Шрифт:
Закладка:
Выражение «живая жизнь» впервые встречается у Достоевского в «Записках из подполья», затем в «Идиоте» и в «Дневнике писателя». Пользовался им и Толстой в своих разговорах и в своей публицистике. Но каждый из писателей вкладывал в это выражение собственный смысл: для Достоевского «вера в бессмертие души человеческой есть единственный источник живой жизни на земле» («Приговор»). Для Толстого, напротив, сама жизнь есть Бог, жить живой жизнью значит погрузиться в радостный поток бытия и тем приобщиться к его таинственной сути. Примерно так же, в толстовском духе понимало эту теорию и большинство публицистов и философов. Для В. Вересаева жить живой жизнью – значит следовать природе, проникнуться чувством неисчерпаемой самоценности жизни. «Только ужасающее разложение в человеке инстинкта жизни делает возможным этот вопрос – для чего жить?»374 «Не содержанием определяется живая жизнь <…>. Живая жизнь не может быть определена никаким конкретным содержанием. В чем жизнь? В чем ее смысл? В чем цель? Ответ только один: в самой жизни.
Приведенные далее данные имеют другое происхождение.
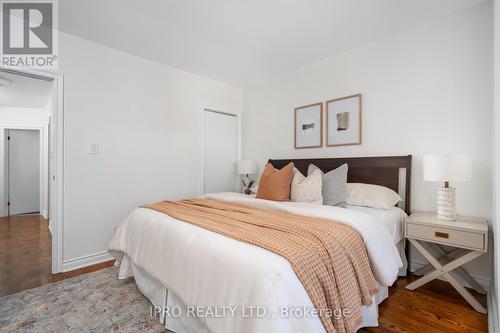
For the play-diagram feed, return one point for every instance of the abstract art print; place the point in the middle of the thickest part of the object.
(309, 126)
(343, 121)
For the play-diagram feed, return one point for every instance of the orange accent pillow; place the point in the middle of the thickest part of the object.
(275, 184)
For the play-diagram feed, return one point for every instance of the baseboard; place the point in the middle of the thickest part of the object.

Жизнь сама по себе представляет высочайшую ценность, полную таинственной глубины. Всякое проявление живого существа может быть полно жизни, – и тогда оно будет прекрасно, светло и самоценно; а нет жизни, – и то же явление становится темным, мертвым, и, как могильные черви, в нем начинают копошиться вопросы: зачем? для чего? какой смысл?»375 [13]
Подобные же мысли высказывал Иванов-Разумник, с его теорией «имманентного субъективизма», для которого нет общезначимого смысла жизни и общеобязательных норм, а есть лишь полнота бытия как самоцель376.
Ортобиоз Мечникова – это идеал, согласно которому должна быть видоизменена человеческая природа, «то есть такое развитие человека, которое имеет целью долгую, активную и здоровую старость, переходящую в период, характеризующийся чувством насыщения жизнью и желанием смерти»377. Естественная смерть, как и потребность отдыха, присуща самой природе человека, говорит Мечников, существует инстинкт смерти. Пессимизм проистекает из недоразвитого чувства жизни, инстинкт этот мало развит в молодости и созревает лишь к старости, и это одно из свидетельств негармоничности человеческой природы, которая должна быть улучшена. Чувство жизни можно воспитать, теория ортобиоза утверждает, что «величайшее счастье состоит в нормальном развитии чувства жизни, ведущего к спокойной старости»378. Чувство насыщения жизнью может даже привести к самоубийству, и это единственный случай, когда самоубийство имеет свое оправдание.
Оптимистическая теория, таким образом, приводит к этому несколько жутковатому финалу.
Не трудно заметить, уязвимость обеих этих теорий: «живая жизнь» понимается лишь как интенсивность жизни в независимости от содержания. Следование духу жизни якобы само автоматически приводит к добру и красоте. А теория ортобиоза, во-первых, требует переделки природы человека, что весьма спорно и сомнительно (такая дерзость очень возмутила Толстого379 и, конечно же, Бунина тоже), а во-вторых, ограничивается лишь внутренним ощущением, стремясь лишь к его приятности и рационально исключая иррациональную непредопределяемость психики человека.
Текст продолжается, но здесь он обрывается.